PARNASS: Du hast in deiner Antrittspressekonferenz betont, dass du als Leiter des Künstlerhauses das Miteinander vor das Trennende stellen möchtest, das Zugängliche in den Mittelpunkt stellen willst – Kunst also für ein breites Publikum? Doch zeigt das Programm durchaus den Anspruch gesellschaftspolitisch Statements zu setzen.

GÜNTHER OBERHOLLENZER: Ich glaube, dass beides möglich ist, dass man Kunstausstellungen machen kann, die ein gesellschaftspolitisches Anliegen transportieren, aber so umgesetzt sind, dass Besucher:innen, keine kunsthistorische Vorbildung benötigen und sich nicht überfordert fühlen müssen.

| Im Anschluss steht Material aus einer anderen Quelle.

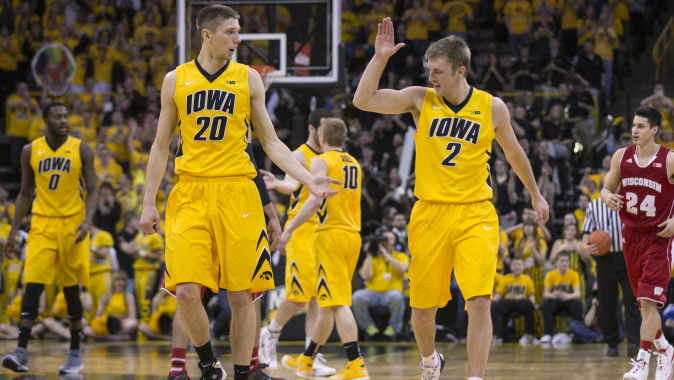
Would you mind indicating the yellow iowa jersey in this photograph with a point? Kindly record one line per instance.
(343, 210)
(213, 114)
(96, 265)
(57, 178)
(515, 288)
(301, 194)
(453, 146)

Es ist mein Anspruch, fundierte und relevante Ausstellungen zu machen, diese aber so zu kuratieren, dass die Besucher:innen ohne Vorkenntnisse davon etwas mitnehmen können. Ich habe oft den Eindruck, dass sie in Ausstellungen alleine gelassen werden, sowohl Saaltexte als auch das Setting nicht weiterhelfen, um das Thema der Ausstellung nachvollziehbar zu machen, und dass es oft auch keine Dialoge zwischen den Werken gibt. Das heißt jetzt nicht, dass ich es besser machen kann, aber es ist mir ein großes Anliegen.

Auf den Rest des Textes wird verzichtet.